Я говорю – опять – потому что Нина Пантелеймоновна уже пыталась однажды вытащить меня из антинемецкой трясины. Перед самым-самым моим поступлением в девятый класс другой школы. Я приезжал к ней на Садово-Кудринскую, 9, в академию, проходил охрану, поднимался на второй этаж, уныло брёл по тёмным бесконечным коридорам, выглядывая через окна во двор.
Там, во дворе, по-прежнему играли в волейбол новенькие аспиранты, как и мой папа в конце 50-х.
Вот так же тогда, в детстве, я наблюдал из этого же окна, как он делает подачу, и мяч взвивается над двором! В моей памяти он до сих пор так и не опустился на землю, этот мяч.
Летом, перед пионерским лагерем, я жил у папы в Москве, мы спали вместе на одной кровати, а рядом на своей кровати спал сосед по комнате, дядя Василий из Владивостока, тоже фронтовик. Через семь лет его зарежут в родном городе, прямо в подъезде. Василий был очень весёлый человек, я запомнил, как тепло он радовался за отца, когда я приезжал. Бегал мне за мороженым на угол, к краснопресненской высотке, показывал из окна академии, в которой одновременно жили и учились, где тут планетарий, а где зоопарк. Ночью, в открытое окно, я и сам слышал, как издалека трубил своим чудо-хоботом слон, как утробно рыкал лев, и его рык докатывался до нашей комнаты, в которой уже давно спали и отец, и дядя Василий и не спал только я, потому что это была Москва, город, о котором все мои тамбовские друзья говорили с придыханием мечты…
Нина Пантелеймоновна ждала меня в своей аудитории. Ей эти занятия были неудобны, она жила под Москвой, в Кучино, и ей ещё предстояло уже в темноте добираться до дома. Но маме всё равно стоило усилий уговорить её брать деньги за уроки. Я же их и привозил Нине Пантелеймоновне, и в том был мне скрытый педагогический намёк – учись не сачкуя, сынок!
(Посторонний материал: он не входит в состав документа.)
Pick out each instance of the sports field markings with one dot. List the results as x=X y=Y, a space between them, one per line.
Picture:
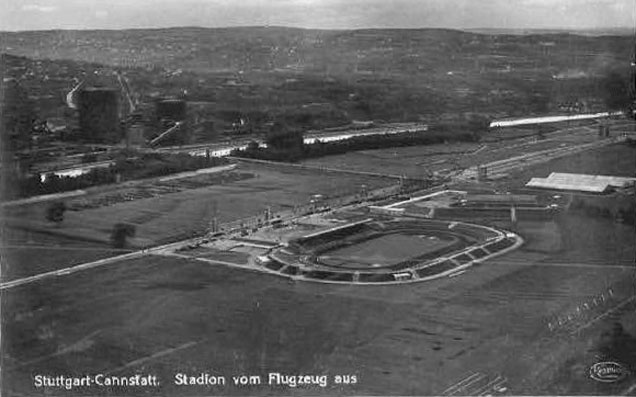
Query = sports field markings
x=477 y=384
x=604 y=314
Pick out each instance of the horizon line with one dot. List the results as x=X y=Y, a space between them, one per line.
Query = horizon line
x=466 y=29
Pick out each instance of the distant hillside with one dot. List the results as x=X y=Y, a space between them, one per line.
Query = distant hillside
x=239 y=80
x=291 y=49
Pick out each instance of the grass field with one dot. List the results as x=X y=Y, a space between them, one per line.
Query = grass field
x=531 y=319
x=169 y=216
x=417 y=161
x=163 y=315
x=385 y=250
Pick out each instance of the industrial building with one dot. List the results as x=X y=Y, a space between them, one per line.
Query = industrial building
x=99 y=114
x=581 y=182
x=171 y=109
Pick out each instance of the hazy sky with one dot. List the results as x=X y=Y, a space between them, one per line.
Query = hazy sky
x=116 y=14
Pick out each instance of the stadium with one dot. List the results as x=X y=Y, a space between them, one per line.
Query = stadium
x=385 y=249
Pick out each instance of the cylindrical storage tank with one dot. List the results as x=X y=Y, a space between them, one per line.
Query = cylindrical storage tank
x=171 y=109
x=99 y=114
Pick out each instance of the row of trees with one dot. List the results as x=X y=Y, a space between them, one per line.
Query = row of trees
x=288 y=146
x=119 y=236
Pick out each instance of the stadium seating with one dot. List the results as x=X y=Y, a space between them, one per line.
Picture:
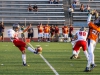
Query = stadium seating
x=79 y=18
x=16 y=11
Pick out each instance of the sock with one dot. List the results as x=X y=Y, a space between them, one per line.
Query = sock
x=24 y=58
x=77 y=53
x=92 y=60
x=30 y=49
x=89 y=61
x=74 y=52
x=86 y=54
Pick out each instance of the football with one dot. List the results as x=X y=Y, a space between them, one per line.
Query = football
x=39 y=49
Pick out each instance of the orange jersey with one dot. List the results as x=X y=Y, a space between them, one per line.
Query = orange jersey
x=40 y=29
x=65 y=30
x=93 y=31
x=46 y=29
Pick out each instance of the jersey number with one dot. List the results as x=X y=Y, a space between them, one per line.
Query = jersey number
x=82 y=33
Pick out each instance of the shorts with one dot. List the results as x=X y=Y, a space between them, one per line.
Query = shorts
x=40 y=35
x=20 y=44
x=30 y=35
x=22 y=35
x=65 y=35
x=46 y=35
x=79 y=44
x=70 y=35
x=1 y=34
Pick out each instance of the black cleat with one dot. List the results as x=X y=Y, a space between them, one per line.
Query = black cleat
x=93 y=66
x=36 y=51
x=24 y=64
x=72 y=57
x=87 y=69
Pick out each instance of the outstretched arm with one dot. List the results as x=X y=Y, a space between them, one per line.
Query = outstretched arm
x=27 y=28
x=95 y=27
x=89 y=18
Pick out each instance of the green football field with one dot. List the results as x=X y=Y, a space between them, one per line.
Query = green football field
x=57 y=54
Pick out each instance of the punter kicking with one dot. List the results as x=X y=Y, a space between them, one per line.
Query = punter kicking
x=13 y=35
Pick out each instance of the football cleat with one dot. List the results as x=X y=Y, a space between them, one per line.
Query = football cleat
x=87 y=69
x=72 y=57
x=36 y=51
x=24 y=64
x=93 y=66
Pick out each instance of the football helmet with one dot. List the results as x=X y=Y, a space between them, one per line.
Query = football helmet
x=16 y=26
x=82 y=29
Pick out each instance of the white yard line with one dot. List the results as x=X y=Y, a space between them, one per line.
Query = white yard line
x=56 y=73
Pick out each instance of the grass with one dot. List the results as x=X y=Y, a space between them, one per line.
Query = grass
x=57 y=54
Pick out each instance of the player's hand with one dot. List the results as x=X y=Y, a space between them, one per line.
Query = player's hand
x=30 y=25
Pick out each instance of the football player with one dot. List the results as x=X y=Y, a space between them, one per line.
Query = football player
x=65 y=31
x=47 y=32
x=94 y=30
x=80 y=38
x=13 y=35
x=40 y=32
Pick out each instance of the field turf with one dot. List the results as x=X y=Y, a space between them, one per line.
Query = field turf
x=57 y=54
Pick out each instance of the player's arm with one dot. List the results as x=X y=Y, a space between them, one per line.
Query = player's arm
x=89 y=18
x=27 y=28
x=95 y=27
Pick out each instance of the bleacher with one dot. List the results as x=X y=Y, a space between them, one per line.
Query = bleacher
x=80 y=18
x=12 y=11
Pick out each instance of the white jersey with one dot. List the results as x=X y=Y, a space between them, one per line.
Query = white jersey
x=12 y=34
x=81 y=35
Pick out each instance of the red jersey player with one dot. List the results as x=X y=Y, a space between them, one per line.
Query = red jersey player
x=94 y=30
x=40 y=32
x=13 y=35
x=65 y=33
x=81 y=36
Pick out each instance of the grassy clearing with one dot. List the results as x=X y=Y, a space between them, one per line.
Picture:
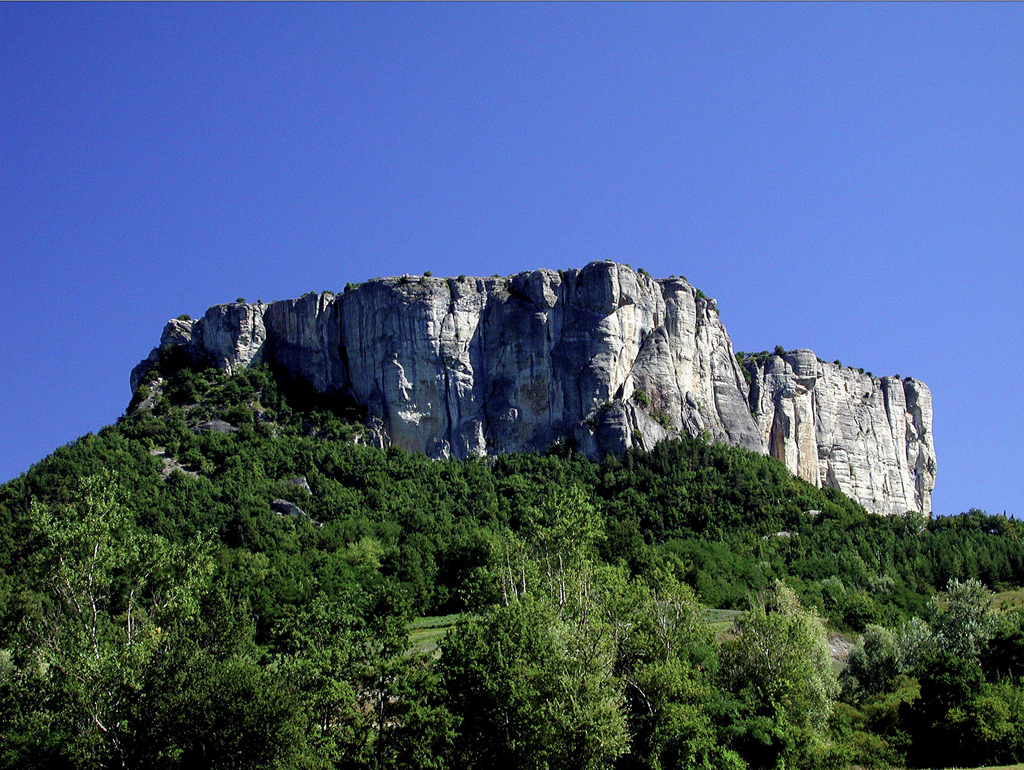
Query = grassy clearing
x=721 y=621
x=426 y=633
x=1012 y=599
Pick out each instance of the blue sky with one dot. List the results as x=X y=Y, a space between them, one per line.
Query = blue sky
x=844 y=177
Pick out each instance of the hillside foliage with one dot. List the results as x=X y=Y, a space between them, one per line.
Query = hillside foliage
x=224 y=579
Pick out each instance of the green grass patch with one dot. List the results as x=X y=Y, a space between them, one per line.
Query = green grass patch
x=426 y=633
x=1011 y=599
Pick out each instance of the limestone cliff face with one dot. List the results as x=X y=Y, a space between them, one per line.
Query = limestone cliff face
x=869 y=437
x=603 y=357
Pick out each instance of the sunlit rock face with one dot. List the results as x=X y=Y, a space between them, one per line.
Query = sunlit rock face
x=603 y=358
x=834 y=426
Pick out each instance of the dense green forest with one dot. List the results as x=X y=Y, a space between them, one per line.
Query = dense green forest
x=226 y=576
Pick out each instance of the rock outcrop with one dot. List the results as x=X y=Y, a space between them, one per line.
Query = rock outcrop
x=604 y=357
x=835 y=426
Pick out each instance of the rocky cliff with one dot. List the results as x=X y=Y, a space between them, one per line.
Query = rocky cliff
x=602 y=357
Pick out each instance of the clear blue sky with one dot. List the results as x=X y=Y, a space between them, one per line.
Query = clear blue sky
x=844 y=177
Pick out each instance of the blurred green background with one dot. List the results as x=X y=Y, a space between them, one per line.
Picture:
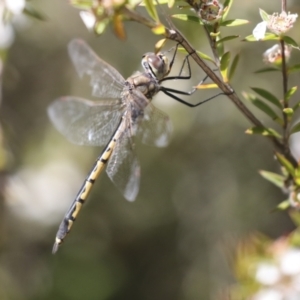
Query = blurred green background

Я уже знал про то, что во время войны, ещё до взятия Берлина, Нина Пантелеймоновна проявила личный героизм в разведывательной спецоперации. На фронте она какое-то время работала переводчиком в подчинении у самого Василия Сталина. Знала множество диалектов лучше немцев. И ко всему этому счастью неожиданно прибавилось ещё одно обстоятельство – Нина Пантелеймоновна оказалась поразительно похожей на нашу разведчицу-резидента в Берлине, на которую уже шла охота абвера.
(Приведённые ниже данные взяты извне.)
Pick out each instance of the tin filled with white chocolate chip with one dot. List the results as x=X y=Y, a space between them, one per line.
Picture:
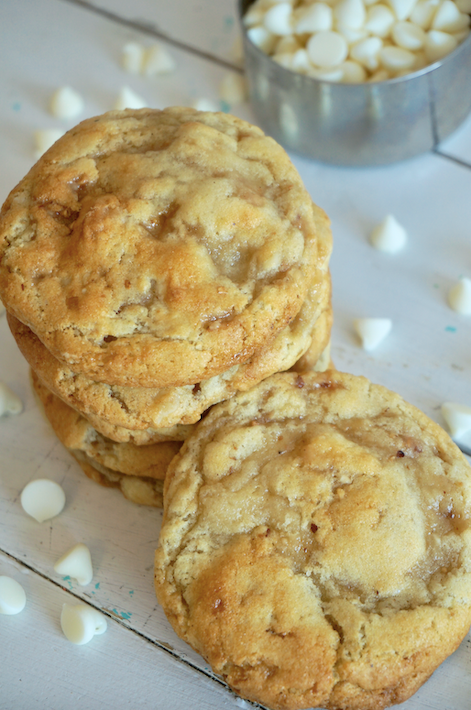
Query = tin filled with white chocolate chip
x=362 y=83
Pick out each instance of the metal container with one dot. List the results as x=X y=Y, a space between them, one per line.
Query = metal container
x=359 y=124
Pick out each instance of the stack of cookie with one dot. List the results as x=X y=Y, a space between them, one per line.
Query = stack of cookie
x=154 y=263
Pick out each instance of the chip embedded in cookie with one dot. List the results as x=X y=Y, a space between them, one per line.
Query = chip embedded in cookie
x=316 y=543
x=159 y=248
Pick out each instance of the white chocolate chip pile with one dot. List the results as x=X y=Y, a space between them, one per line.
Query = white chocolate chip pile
x=233 y=88
x=459 y=297
x=12 y=596
x=76 y=563
x=353 y=41
x=44 y=138
x=80 y=623
x=150 y=61
x=458 y=418
x=388 y=236
x=127 y=98
x=42 y=499
x=372 y=331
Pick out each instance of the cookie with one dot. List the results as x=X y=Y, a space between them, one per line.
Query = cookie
x=316 y=543
x=159 y=248
x=170 y=409
x=105 y=456
x=137 y=489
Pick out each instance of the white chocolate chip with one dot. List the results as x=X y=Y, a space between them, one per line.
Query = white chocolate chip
x=301 y=61
x=350 y=13
x=12 y=596
x=457 y=417
x=253 y=16
x=127 y=98
x=133 y=57
x=352 y=36
x=233 y=89
x=327 y=49
x=408 y=36
x=157 y=61
x=278 y=19
x=204 y=105
x=44 y=139
x=379 y=20
x=10 y=403
x=372 y=331
x=395 y=58
x=42 y=499
x=438 y=44
x=389 y=236
x=66 y=103
x=80 y=623
x=314 y=18
x=448 y=18
x=380 y=75
x=459 y=297
x=402 y=8
x=76 y=563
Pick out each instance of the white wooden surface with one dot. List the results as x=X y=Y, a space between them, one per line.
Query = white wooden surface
x=139 y=662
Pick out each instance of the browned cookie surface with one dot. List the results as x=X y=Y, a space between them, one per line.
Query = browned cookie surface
x=316 y=543
x=159 y=248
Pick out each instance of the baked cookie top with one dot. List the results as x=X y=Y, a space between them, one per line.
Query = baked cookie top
x=158 y=248
x=316 y=543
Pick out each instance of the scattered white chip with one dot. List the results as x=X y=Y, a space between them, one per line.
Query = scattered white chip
x=10 y=403
x=12 y=596
x=66 y=103
x=459 y=297
x=80 y=623
x=233 y=89
x=133 y=57
x=43 y=140
x=42 y=499
x=372 y=330
x=157 y=61
x=76 y=563
x=129 y=99
x=204 y=105
x=457 y=417
x=389 y=236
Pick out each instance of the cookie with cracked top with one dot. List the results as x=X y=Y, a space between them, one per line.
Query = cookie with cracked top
x=159 y=248
x=166 y=414
x=316 y=543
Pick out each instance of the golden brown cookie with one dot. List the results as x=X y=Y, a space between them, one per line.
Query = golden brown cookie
x=316 y=543
x=112 y=462
x=138 y=489
x=163 y=413
x=159 y=248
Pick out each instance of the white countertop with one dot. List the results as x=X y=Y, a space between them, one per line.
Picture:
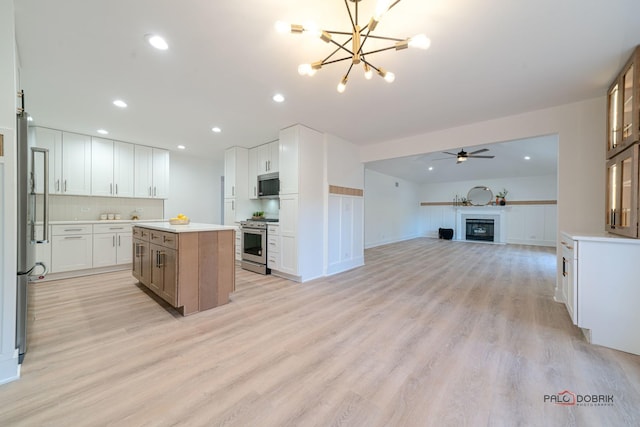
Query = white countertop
x=185 y=228
x=602 y=237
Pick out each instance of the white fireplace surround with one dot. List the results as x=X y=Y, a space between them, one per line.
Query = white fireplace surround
x=480 y=212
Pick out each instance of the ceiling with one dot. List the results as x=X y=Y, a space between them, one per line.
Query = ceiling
x=487 y=59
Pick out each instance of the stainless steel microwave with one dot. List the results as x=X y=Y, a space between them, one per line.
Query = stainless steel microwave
x=269 y=185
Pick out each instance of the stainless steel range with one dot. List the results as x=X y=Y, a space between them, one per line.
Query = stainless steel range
x=254 y=245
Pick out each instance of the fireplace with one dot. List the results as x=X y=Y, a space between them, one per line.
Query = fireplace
x=480 y=229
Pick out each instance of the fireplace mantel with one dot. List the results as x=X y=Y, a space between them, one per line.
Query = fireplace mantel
x=497 y=213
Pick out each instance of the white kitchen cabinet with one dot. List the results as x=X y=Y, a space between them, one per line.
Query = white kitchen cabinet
x=601 y=289
x=112 y=244
x=237 y=204
x=252 y=168
x=112 y=168
x=160 y=176
x=151 y=167
x=50 y=139
x=273 y=247
x=288 y=225
x=71 y=247
x=76 y=164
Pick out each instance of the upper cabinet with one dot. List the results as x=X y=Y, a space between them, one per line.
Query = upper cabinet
x=623 y=102
x=263 y=159
x=151 y=166
x=112 y=168
x=622 y=193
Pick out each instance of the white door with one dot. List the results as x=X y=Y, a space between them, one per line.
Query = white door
x=104 y=249
x=143 y=171
x=102 y=167
x=123 y=169
x=76 y=164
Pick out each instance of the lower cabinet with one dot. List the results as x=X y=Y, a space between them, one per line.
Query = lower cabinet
x=192 y=271
x=111 y=244
x=71 y=247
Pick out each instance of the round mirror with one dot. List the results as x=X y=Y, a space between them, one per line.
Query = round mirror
x=480 y=196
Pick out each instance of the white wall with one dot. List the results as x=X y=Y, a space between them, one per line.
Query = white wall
x=8 y=355
x=195 y=188
x=581 y=130
x=392 y=212
x=521 y=188
x=344 y=239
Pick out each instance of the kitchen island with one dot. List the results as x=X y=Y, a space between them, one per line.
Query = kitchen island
x=191 y=266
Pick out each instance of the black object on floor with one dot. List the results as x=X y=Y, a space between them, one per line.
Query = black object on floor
x=445 y=233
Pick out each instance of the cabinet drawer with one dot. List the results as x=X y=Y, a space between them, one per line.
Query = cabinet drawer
x=168 y=240
x=141 y=233
x=273 y=229
x=273 y=260
x=70 y=229
x=273 y=244
x=111 y=228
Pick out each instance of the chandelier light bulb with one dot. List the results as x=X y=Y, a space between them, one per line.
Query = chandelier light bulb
x=389 y=77
x=342 y=85
x=420 y=41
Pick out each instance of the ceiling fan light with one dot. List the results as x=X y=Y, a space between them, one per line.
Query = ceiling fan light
x=420 y=41
x=368 y=73
x=388 y=76
x=325 y=37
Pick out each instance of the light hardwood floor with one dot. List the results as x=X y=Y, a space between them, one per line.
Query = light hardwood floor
x=429 y=332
И вот что произошло дальше – вместо настоящей разведчицы Нину Пантелеймоновну сажают на нужный пароход и, ничего не объясняя, говорят, что в случае чего в плен не сдаваться.
Пароход благополучно отчаливает от берега в ночь, плещется за бортом вода, к Нине Пантелеймоновне с обеих сторон борта направляются два господина в шляпах и, как водится, длинных плащах, она стряхивает туфли, вскакивает на борт и, откинув прядь закрученных волос набок, бросается в шипящую тьму реки, тут же щёлкают выстрелы, их гасит ночь, вода, взмахи собственных рук…
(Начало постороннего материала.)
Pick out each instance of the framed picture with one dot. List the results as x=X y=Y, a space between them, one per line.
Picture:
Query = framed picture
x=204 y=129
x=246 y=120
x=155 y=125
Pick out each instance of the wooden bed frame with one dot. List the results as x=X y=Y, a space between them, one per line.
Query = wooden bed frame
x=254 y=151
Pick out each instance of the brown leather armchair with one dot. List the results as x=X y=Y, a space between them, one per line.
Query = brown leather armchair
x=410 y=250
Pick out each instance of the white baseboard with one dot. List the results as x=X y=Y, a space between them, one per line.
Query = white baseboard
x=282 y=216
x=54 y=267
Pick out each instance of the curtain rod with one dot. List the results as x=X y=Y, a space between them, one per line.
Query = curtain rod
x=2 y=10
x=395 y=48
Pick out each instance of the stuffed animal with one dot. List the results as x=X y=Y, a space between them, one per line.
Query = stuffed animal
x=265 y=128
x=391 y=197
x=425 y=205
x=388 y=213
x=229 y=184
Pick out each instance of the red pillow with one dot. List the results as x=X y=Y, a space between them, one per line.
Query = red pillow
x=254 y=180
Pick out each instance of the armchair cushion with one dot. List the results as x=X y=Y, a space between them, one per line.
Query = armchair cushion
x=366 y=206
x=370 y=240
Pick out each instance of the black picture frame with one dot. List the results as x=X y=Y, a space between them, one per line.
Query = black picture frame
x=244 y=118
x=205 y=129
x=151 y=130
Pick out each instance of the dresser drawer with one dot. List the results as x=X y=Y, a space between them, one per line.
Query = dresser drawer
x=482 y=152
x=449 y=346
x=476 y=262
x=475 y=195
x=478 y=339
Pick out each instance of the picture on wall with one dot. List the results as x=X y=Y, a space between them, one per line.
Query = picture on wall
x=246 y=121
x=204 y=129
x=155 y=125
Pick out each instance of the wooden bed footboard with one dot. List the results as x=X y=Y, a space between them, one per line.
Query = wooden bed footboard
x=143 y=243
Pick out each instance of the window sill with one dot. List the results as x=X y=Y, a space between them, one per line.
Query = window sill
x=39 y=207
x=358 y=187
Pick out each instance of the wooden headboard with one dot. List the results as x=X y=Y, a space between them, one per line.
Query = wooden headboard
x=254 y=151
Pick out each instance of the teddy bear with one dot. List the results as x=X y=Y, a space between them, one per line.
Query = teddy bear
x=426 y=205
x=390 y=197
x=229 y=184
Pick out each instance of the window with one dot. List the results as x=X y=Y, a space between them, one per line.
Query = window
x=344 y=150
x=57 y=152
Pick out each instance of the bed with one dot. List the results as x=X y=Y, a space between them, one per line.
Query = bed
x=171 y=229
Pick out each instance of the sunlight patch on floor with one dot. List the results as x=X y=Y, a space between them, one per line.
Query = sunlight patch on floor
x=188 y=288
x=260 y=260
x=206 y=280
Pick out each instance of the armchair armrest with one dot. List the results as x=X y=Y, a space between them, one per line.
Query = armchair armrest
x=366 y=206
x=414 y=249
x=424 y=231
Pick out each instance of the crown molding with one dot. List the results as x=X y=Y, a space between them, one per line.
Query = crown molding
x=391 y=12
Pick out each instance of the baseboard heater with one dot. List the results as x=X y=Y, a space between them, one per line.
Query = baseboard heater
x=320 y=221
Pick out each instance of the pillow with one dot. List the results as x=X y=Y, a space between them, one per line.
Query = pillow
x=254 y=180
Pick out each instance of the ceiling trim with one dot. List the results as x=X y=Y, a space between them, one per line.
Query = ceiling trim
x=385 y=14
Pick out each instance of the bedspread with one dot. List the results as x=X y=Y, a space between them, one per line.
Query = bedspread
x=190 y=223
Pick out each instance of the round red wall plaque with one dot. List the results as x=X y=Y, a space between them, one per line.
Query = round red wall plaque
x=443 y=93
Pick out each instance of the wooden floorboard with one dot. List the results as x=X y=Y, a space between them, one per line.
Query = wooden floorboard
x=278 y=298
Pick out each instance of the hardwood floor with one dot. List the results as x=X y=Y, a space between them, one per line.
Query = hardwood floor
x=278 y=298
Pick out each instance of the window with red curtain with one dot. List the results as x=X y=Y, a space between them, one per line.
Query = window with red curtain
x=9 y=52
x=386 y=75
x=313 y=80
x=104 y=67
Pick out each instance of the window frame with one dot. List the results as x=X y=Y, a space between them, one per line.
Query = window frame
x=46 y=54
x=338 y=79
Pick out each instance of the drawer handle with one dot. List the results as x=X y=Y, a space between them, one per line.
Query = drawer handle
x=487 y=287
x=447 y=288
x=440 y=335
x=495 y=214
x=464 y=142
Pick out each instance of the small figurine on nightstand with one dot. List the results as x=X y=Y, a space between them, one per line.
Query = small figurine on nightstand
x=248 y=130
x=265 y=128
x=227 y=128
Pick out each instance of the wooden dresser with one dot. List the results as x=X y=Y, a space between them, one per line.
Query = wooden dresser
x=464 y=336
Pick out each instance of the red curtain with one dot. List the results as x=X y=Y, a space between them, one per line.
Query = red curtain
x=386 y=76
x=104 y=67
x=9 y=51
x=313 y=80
Потом, позже, срочно переведённая в другую часть, она поймёт, что её использовали вслепую, спасая другую, «более дорогую» жизнь – ценой жизни ничего не знающей о разведке «подсадной уточки», поскольку никто и подумать не мог, что она спасётся. И будет долго-долго молчать о своём тайном героизме, подписав все бумаги о неразглашении. И расскажет однажды нам этот случай, посмеиваясь над своей наивностью и всё же признаваясь, что плыла на огни, но до конца не верила, что доплывёт.